The deposition: Your starring role
In addition to the written discovery discussed above, another part of pre-trial discovery is the deposition—oral testimony taken under oath, typically in the office of the plaintiff counsel.

Giving your deposition is probably the most critical role you will play in your own defense. During the deposition, counsel is permitted to inquire into your background, your qualifications, the specific patient interaction, and the type of procedure performed in the case (most cases arise out of operative procedures). To some extent, counsel is also permitted to test your general knowledge regarding the type of injury and the type of treatment options available to you at the time you treated the patient.

Prior to the deposition, you will need to spend time with your attorney learning about the deposition process and preparing to respond to the type of questions you’re likely to be asked. It’s essential for you to understand and discuss the themes of your defense with your attorney. That way you will be able to answer in accordance with your themes of defense.

Stick to the facts
When giving a deposition or testifying in court, there is no such thing as a general question asked in a vacuum. All testimony you give should be consistent with the facts and circumstances of your treatment in the case. Be sure you understand the purpose of questioning and avoid general discussions of the specific operative procedure, the patient’s care plan or any matters unrelated to the patient’s treatment.

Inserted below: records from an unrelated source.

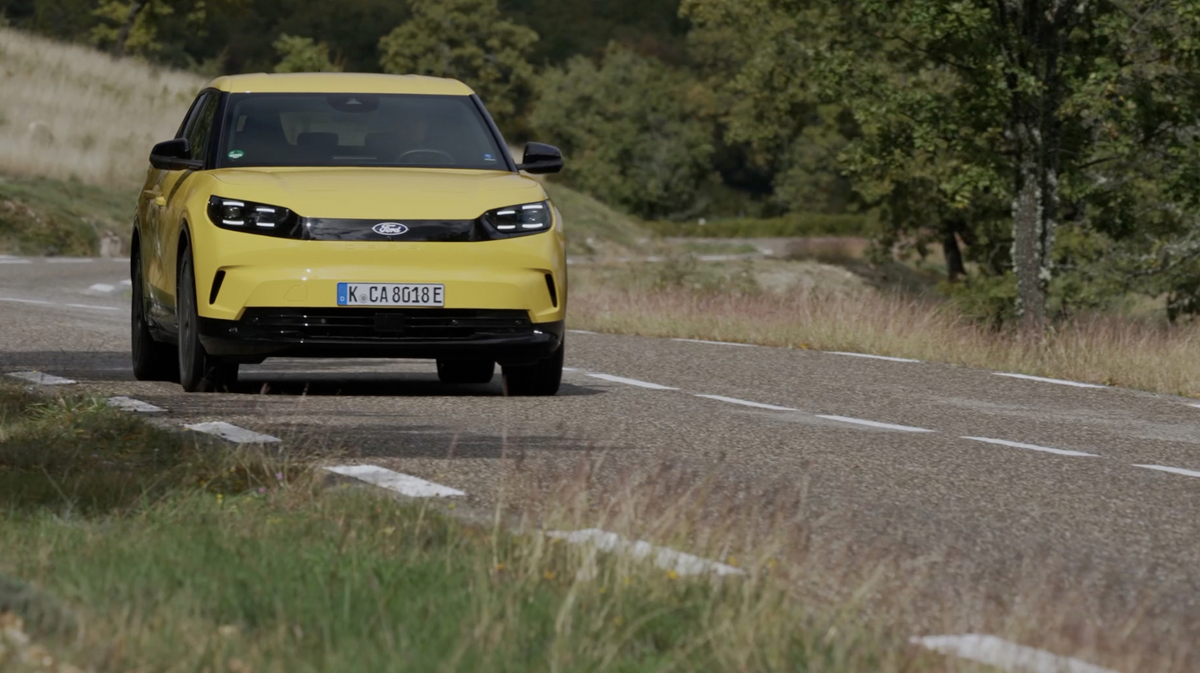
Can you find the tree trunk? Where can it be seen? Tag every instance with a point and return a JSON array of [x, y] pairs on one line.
[[1029, 238], [951, 250], [123, 36], [1035, 130]]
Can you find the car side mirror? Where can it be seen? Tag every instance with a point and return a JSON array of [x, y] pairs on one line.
[[174, 155], [540, 157]]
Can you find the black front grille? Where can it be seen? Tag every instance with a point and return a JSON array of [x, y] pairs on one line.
[[384, 324]]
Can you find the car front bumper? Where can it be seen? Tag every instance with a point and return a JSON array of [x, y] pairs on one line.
[[503, 336]]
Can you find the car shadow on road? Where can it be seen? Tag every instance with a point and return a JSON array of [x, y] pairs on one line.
[[400, 384], [318, 378]]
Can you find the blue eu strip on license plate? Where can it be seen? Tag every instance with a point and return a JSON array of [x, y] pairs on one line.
[[391, 294]]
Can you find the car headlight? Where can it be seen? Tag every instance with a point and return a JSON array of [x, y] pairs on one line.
[[252, 217], [520, 220]]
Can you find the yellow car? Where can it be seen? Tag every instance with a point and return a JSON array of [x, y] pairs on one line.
[[336, 215]]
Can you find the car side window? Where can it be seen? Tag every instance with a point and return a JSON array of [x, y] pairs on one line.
[[199, 127]]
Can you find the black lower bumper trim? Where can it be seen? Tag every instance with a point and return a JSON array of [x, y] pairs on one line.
[[503, 336]]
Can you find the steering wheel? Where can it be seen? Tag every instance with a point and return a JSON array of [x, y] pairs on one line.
[[447, 156]]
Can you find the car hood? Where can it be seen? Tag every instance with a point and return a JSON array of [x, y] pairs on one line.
[[379, 193]]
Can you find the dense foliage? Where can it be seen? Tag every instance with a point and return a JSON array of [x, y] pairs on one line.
[[1047, 145]]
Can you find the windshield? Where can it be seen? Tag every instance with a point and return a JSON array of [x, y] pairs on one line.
[[327, 130]]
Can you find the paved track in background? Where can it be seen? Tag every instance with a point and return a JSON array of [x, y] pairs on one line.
[[1005, 472]]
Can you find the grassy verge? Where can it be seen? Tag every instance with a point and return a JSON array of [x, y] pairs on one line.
[[166, 556], [41, 216], [725, 302]]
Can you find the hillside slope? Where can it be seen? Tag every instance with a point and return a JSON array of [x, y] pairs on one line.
[[76, 126], [70, 112]]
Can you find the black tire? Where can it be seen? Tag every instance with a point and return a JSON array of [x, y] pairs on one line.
[[153, 361], [198, 371], [539, 379], [466, 371]]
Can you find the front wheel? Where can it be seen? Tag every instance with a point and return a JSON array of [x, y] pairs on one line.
[[198, 371], [538, 379]]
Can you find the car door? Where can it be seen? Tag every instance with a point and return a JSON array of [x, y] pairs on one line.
[[150, 222], [198, 131]]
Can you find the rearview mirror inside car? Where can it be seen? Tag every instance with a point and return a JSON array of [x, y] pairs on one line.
[[174, 155], [540, 157]]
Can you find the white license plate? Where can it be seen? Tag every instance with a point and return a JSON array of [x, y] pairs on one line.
[[390, 294]]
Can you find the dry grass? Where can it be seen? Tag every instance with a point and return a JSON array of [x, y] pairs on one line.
[[69, 112], [1110, 350]]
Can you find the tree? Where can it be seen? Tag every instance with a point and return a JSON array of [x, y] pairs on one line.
[[469, 41], [1050, 106], [301, 54], [633, 128]]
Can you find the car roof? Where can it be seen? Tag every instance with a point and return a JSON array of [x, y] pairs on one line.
[[339, 83]]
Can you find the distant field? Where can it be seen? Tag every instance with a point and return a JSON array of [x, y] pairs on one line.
[[69, 112]]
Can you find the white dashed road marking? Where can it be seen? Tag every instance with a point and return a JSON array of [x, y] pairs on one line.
[[1030, 446], [40, 302], [233, 433], [41, 378], [1006, 655], [402, 484], [873, 424], [1173, 470], [131, 404], [714, 342], [663, 557], [745, 402], [629, 382], [889, 359], [1043, 379]]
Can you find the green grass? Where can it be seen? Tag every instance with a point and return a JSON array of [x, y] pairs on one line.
[[594, 228], [43, 216], [120, 558], [77, 455]]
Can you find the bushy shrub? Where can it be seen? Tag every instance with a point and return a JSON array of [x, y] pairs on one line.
[[633, 131]]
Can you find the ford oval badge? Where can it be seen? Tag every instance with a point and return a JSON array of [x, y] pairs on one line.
[[389, 229]]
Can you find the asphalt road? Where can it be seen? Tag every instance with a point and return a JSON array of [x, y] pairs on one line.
[[1050, 482]]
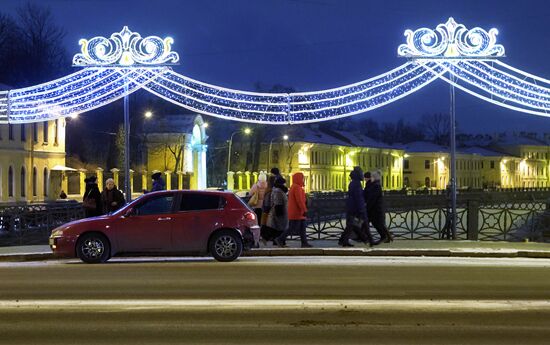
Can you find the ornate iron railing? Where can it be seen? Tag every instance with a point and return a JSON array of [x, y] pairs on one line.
[[33, 223], [499, 215], [503, 215]]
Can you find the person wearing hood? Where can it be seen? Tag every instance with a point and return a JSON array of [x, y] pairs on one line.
[[356, 211], [297, 212], [278, 215], [376, 209], [267, 233], [91, 200], [111, 198], [275, 172], [158, 182], [257, 193]]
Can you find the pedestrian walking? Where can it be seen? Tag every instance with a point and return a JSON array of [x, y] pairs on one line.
[[376, 209], [268, 233], [278, 213], [297, 212], [356, 212], [91, 200], [275, 172], [257, 193], [111, 198], [158, 182]]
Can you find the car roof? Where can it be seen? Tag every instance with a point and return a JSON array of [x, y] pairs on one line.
[[187, 191]]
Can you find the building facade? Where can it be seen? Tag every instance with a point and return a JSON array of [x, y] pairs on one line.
[[32, 161], [326, 158]]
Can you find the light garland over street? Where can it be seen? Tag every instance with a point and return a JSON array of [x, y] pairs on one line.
[[124, 63]]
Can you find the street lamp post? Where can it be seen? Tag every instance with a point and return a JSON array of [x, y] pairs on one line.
[[285, 137], [245, 131]]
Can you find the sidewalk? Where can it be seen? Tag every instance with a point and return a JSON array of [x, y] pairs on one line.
[[330, 248]]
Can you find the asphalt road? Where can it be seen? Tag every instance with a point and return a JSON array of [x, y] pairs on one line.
[[298, 300]]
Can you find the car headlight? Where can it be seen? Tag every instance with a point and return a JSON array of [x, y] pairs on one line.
[[57, 233]]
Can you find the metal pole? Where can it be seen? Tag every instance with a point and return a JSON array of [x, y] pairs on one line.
[[269, 156], [127, 184], [453, 158], [229, 153]]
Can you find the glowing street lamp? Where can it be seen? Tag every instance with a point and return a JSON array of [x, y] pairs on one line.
[[285, 138], [246, 131]]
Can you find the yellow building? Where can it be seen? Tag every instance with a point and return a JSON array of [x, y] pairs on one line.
[[32, 160], [176, 146], [515, 163], [427, 165], [498, 170], [533, 168], [327, 157]]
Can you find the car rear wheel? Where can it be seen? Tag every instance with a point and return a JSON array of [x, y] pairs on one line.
[[226, 246], [93, 248]]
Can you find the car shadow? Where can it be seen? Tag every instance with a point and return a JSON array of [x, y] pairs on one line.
[[148, 260]]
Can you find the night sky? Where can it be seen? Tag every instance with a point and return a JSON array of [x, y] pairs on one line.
[[317, 44]]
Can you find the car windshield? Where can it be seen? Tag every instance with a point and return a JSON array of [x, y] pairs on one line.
[[131, 204], [244, 203]]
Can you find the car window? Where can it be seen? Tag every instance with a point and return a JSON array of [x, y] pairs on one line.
[[158, 205], [196, 202]]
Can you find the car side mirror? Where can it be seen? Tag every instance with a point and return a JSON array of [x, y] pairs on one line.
[[129, 212]]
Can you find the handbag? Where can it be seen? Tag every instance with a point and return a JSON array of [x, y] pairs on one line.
[[89, 203], [253, 201], [356, 222]]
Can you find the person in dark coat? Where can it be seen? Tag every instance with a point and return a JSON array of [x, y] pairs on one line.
[[268, 233], [111, 198], [375, 208], [92, 192], [356, 211], [158, 182], [275, 172]]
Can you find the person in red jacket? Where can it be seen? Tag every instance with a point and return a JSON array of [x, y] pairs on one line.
[[297, 211]]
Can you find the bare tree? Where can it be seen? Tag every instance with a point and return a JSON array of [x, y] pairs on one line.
[[32, 47], [436, 127], [44, 53]]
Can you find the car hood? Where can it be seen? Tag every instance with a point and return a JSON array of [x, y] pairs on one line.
[[82, 224]]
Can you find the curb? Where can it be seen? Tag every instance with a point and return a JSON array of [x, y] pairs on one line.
[[337, 252], [26, 257]]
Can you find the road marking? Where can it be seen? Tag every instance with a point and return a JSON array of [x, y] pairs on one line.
[[259, 304]]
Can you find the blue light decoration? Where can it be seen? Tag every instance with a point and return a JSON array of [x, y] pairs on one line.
[[117, 66]]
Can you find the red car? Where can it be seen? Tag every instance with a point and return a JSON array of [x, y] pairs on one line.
[[166, 222]]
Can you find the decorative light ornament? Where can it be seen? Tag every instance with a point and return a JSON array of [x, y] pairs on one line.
[[126, 62], [451, 40], [125, 48]]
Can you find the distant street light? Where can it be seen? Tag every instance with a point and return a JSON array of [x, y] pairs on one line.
[[246, 131], [285, 138]]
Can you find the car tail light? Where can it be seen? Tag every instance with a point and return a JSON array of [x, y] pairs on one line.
[[250, 216]]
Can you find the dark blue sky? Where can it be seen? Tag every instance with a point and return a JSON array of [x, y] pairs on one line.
[[317, 44]]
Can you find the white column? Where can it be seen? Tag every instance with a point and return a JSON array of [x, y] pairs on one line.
[[230, 180], [202, 167]]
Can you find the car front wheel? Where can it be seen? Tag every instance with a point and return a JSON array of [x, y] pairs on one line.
[[93, 248], [226, 246]]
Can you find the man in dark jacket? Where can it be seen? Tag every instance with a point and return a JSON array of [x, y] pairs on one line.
[[111, 197], [158, 182], [375, 208], [356, 212], [92, 198]]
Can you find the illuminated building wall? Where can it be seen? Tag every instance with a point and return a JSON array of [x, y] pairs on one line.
[[28, 153]]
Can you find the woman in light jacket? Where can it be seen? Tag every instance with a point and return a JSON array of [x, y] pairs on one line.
[[258, 192]]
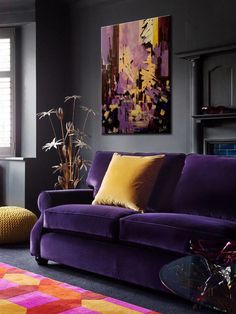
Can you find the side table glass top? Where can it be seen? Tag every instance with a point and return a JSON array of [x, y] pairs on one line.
[[208, 277]]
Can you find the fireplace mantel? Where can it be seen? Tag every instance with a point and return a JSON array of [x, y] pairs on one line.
[[212, 84]]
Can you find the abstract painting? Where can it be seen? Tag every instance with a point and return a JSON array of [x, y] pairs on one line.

While the plaintiff’s attorney is obtaining information from you, your lawyer is acquiring all pertinent information from the patient. At this time, your attorney sends your case for expert review—a crucial aspect of your defense. If credible expert support can be obtained, then the case will be defended at trial.

Note: The above information is provided for educational purposes and is not intended as legal advice.  You should consult a qualified attorney if you have legal questions.

Alan B. Rindler, Esq., is a partner at Rindler • Morgan, a Boston law firm specializing in medical liability defense.